Thanks for your words concerning “Spiritual Abuse and House Churches.”

It’s so true.

Most people bring the exact “church system” right into people’s houses. It’s the same disgusting, hypocritical mess under a new roof.


Alexander Douglas
Submitted on 09/11/2009

I am at a point now that I am convinced that the entire concept of ministry is backwards. Gathering together has become such a sacred cow that it prejudices all that we read in Scriptures. The so called “5 fold ministry of Ephesians 4:11 is not for the saints but the lost. The body edifying itself in love in verse 16 is the gathering, if such a thing is needed.

Submitted on 12/10/2010

Seems the earliest church had from the start bishops, presbyters, priests, and laity, as well as orders of widows and virgins. This is witnessed to in the New Testament and the earliest writings of Christians in the Apostolic age (see for example, the writings of Clement of Rome, Ignatius of Antioch). It’s worth noting that these titles were the titles of servants and slaves, of course, but it is also worth noting that there were abuses even then and, crucially, the authority to check those abuses. Perhaps your readers would be better served by exploring an apostolic church like the Orthodox Church rather than endlessly trying to invent a utopian model that never existed and will never work.

Alexander Douglas
Submitted on 12/11/2010

The bottom line on abuse is the desire of some to control others in what they think is right. This control is increased when people organize in leadership positions. I don’t think bishop, elders, presbyters and priests were titles in the first century church. Neither were widows and virgins considered “orders”. The idea of “clergy” vs “laity” was non existent in the first century. How could such a distinction be made when all were understood to be a “priesthood” of Christ? You are right, however, that abuse began in the first century. The apostle John warned of Diotrophes who loved the preeminence. People sought to set themselves over others because maturity is a process. The essence of spiritual maturity is to humble oneself and be a servant to all. But maturity is a choice and many never choose maturity because humility is found in those who embrace the cross of Christ.
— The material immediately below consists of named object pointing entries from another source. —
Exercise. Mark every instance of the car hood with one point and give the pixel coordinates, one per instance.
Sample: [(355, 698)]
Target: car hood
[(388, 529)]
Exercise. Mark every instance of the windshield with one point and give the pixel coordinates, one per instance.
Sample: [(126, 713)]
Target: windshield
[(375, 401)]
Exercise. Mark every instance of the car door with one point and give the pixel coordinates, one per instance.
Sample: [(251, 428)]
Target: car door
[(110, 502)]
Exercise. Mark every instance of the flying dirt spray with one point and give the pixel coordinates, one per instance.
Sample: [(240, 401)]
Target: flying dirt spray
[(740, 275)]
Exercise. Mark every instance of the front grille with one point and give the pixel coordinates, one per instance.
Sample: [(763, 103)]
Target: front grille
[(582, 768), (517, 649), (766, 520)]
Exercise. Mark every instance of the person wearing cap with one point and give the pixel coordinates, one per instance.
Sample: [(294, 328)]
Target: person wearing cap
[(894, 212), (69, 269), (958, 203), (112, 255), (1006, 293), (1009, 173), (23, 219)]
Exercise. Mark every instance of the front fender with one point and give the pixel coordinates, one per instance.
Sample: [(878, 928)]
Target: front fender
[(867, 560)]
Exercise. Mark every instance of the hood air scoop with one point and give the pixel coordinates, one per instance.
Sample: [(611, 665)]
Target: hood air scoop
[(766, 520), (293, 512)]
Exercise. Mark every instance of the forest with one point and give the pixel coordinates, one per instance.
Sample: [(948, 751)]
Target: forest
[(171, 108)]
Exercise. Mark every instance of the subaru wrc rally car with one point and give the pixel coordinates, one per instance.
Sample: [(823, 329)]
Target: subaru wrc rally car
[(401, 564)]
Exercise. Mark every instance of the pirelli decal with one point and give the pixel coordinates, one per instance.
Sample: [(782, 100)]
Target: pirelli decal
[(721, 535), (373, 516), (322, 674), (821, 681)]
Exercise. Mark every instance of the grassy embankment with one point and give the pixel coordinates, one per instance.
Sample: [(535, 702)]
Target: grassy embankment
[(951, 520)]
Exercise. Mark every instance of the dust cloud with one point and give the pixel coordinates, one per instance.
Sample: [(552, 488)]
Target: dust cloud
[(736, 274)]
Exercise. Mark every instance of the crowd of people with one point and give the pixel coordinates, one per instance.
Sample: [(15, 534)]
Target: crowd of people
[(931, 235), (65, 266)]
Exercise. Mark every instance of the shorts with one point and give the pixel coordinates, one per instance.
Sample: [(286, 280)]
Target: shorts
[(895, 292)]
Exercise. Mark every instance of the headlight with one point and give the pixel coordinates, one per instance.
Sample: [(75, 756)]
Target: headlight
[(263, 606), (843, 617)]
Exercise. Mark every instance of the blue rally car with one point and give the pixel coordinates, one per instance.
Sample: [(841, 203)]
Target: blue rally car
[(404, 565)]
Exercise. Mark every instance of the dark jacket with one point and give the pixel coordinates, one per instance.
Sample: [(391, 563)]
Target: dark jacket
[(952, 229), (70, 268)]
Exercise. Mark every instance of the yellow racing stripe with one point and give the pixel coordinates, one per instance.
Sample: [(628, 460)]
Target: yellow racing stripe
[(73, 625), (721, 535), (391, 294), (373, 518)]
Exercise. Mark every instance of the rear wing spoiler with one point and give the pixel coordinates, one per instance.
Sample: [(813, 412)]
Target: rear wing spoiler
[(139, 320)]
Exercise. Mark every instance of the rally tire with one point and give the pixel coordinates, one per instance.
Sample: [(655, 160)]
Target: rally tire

Organizing has its benefits, but it also has its pitfalls. The main pitfall is abuse of others by those who want the preeminence. If there is no organization, the influence of those who do not embrace the cross and seek preeminence is minimized. But in organized groups it becomes magnified. Thus the tendency is for those who desire dominance is to seek organized groups where they can ascend in dominance. I highly doubt that your apostolic fellowship is the same as the first century since the gathering of the saints into households was not an organized event but rather a gathering of friends at home.